The Thai stock exchange plunged in the morning session by more than 0.9%, dragged by a selloff in the banking sector following a disappointment in 2023 earnings performance.
Most of the banking sector reported their earnings for 2023 last week as the fourth quarter performance of a good number of banks missed market expectations by double digits, notably Kasikornbank Public Company Limited (SET: KBANK), Krung Thai Bank Public Company Limited (SET: KTB), Bangkok Bank Public Company Limited (SET: BBL) and Kiatnakin Phatra Public Company Limited (SET: KKP).

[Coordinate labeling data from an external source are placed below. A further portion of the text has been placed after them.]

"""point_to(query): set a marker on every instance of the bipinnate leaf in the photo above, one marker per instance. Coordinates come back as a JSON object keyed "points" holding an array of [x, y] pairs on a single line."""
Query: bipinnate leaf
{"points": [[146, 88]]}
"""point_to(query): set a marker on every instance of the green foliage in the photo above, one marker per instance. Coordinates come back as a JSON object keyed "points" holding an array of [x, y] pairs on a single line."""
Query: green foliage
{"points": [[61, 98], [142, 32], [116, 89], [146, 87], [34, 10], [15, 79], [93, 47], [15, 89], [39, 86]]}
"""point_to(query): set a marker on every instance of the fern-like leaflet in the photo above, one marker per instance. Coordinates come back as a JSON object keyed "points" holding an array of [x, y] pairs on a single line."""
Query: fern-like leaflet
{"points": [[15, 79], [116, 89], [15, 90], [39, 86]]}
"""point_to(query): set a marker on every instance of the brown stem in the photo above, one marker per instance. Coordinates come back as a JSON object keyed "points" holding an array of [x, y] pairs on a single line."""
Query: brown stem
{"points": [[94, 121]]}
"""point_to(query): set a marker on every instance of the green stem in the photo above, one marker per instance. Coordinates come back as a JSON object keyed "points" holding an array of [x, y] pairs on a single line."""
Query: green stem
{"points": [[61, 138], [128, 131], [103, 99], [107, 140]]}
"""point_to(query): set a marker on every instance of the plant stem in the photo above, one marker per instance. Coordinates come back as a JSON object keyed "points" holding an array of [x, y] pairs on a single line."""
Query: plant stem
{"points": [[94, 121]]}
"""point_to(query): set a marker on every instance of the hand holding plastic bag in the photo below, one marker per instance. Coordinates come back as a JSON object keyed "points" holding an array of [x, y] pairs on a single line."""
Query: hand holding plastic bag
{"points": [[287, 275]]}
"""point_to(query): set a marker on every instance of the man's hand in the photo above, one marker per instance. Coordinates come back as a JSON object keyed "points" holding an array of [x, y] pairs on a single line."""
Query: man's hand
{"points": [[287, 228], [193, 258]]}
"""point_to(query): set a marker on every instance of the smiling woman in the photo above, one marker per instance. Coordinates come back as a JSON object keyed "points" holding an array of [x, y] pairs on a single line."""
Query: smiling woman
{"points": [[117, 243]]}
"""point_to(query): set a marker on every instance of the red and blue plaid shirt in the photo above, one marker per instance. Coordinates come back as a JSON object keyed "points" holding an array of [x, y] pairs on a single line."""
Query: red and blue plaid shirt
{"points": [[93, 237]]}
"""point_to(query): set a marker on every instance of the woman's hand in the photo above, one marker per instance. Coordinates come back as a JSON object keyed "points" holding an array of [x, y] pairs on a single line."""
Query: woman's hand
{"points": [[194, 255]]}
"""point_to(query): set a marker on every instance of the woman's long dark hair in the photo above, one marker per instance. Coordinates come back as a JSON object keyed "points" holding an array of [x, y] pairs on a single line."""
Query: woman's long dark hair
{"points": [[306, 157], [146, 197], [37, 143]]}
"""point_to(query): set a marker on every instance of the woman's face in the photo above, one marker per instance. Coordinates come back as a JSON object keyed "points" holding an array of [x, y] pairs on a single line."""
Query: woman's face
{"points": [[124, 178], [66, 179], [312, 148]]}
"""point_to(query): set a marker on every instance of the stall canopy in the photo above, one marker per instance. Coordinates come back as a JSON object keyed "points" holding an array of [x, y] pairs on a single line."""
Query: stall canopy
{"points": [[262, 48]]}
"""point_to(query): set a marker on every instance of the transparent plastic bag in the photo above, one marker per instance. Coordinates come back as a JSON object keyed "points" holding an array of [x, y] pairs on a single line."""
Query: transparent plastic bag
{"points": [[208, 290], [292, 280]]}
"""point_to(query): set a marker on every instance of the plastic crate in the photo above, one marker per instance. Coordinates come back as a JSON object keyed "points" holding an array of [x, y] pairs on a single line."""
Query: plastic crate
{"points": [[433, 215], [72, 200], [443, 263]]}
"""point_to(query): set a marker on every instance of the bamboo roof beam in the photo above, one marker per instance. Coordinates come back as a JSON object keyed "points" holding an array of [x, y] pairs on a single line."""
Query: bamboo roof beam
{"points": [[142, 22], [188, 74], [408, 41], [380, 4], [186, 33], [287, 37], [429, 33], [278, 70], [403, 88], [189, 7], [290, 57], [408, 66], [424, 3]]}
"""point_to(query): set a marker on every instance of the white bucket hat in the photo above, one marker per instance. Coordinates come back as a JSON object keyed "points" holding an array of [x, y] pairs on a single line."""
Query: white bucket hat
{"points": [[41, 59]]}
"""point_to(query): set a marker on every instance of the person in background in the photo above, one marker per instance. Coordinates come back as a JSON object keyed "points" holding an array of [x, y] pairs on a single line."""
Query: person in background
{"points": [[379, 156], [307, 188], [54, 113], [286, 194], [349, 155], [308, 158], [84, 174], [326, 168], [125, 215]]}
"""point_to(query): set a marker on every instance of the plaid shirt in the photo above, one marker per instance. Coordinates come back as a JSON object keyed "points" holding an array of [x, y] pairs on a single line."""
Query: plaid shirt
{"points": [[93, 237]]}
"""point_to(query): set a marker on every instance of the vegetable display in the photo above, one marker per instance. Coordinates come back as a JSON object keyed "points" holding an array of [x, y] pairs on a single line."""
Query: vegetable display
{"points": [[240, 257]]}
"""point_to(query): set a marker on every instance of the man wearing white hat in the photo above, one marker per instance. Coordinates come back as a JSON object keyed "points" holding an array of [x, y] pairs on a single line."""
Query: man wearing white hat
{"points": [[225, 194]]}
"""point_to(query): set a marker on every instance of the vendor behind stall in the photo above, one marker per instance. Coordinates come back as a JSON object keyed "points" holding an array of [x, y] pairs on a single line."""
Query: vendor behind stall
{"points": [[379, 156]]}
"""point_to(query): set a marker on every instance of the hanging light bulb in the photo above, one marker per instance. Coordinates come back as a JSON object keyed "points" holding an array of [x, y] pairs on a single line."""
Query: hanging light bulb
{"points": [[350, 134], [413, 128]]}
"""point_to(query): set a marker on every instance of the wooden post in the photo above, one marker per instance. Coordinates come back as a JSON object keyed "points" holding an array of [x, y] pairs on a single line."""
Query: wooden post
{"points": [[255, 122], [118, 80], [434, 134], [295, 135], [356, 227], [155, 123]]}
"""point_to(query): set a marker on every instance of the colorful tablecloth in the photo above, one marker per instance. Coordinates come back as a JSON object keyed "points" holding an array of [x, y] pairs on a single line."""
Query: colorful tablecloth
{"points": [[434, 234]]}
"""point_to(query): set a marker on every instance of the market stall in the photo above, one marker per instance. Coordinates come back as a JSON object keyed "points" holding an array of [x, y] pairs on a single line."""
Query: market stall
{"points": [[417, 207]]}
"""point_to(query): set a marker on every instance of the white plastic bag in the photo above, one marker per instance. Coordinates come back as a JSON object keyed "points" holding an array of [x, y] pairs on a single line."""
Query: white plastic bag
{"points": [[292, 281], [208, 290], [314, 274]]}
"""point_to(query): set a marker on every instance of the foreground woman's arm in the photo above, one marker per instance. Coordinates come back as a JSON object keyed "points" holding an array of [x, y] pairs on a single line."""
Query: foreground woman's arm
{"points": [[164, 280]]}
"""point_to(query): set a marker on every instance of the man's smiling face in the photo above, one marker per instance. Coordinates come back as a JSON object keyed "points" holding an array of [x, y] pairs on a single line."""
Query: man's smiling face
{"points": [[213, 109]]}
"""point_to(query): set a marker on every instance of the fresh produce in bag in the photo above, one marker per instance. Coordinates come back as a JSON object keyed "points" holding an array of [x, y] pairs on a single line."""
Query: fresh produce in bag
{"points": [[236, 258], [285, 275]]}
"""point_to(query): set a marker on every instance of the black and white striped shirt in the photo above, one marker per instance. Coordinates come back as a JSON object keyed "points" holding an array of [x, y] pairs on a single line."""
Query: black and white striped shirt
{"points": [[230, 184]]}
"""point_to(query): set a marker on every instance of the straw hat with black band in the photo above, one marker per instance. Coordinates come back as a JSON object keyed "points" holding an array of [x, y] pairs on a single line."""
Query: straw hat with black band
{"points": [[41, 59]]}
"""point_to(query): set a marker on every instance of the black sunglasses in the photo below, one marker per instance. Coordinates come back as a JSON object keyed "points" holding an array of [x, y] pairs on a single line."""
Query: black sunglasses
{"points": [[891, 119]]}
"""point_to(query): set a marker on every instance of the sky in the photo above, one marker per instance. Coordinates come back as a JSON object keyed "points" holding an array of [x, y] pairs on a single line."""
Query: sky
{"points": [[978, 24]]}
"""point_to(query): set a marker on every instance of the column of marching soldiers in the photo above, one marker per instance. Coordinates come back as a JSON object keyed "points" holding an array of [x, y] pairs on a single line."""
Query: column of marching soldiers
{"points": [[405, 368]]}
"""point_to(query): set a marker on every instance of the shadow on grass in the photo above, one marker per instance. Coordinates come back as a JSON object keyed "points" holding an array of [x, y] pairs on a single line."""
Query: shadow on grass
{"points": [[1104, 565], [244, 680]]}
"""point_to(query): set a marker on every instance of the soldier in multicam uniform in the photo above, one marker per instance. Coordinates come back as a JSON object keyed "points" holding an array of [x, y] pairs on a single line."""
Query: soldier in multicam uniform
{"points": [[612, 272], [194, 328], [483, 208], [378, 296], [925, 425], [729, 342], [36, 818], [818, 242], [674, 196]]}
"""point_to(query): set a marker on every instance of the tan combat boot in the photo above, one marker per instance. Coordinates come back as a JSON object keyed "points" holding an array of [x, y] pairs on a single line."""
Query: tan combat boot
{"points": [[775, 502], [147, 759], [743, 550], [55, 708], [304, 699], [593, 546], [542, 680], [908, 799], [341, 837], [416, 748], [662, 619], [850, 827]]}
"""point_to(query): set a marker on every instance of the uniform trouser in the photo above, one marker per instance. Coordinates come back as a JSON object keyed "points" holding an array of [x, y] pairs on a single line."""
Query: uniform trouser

BAY | 27 | -1.82 % | -0.5 | 27.5 |
BBL | 144.5 | 0.00 % | 0 | 144.5 |
CIMBT | 0.6 | 0.00 % | 0 | 0.6 |
KBANK | 120.5 | -3.98 % | -5 | 125.5 |
KKP | 46.5 | -3.13 % | -1.5 | 48 |
KTB | 16 | -11.60 % | -2.1 | 18.1 |
LHFG | 1 | 0.00 % | 0 | 1 |
SCB | 104 | -0.95 % | -1 | 105 |
TISCO | 97.5 | -0.26 % | -0.25 | 97.75 |
TTB | 1.77 | 4.73 % | 0.08 | 1.69 |
Finansia Syrus Securities (FSS) stated that the Thai stock market moved in the opposite direction from regional markets, mainly due to domestic factors of a selloff in the banking sector from disappointing 4Q23 earnings that were lower than expected namely; KBANK, KTB and KKP. This raised concerns in the market of further disappointment in other listed companies.
FSS also expected to see fund outflows from a selloff of foreign investors in big-cap stocks such as AOT, CPALL and GULF etc, considering a downside in the market EPS that should not be able to surpass the 1,430 resistance level.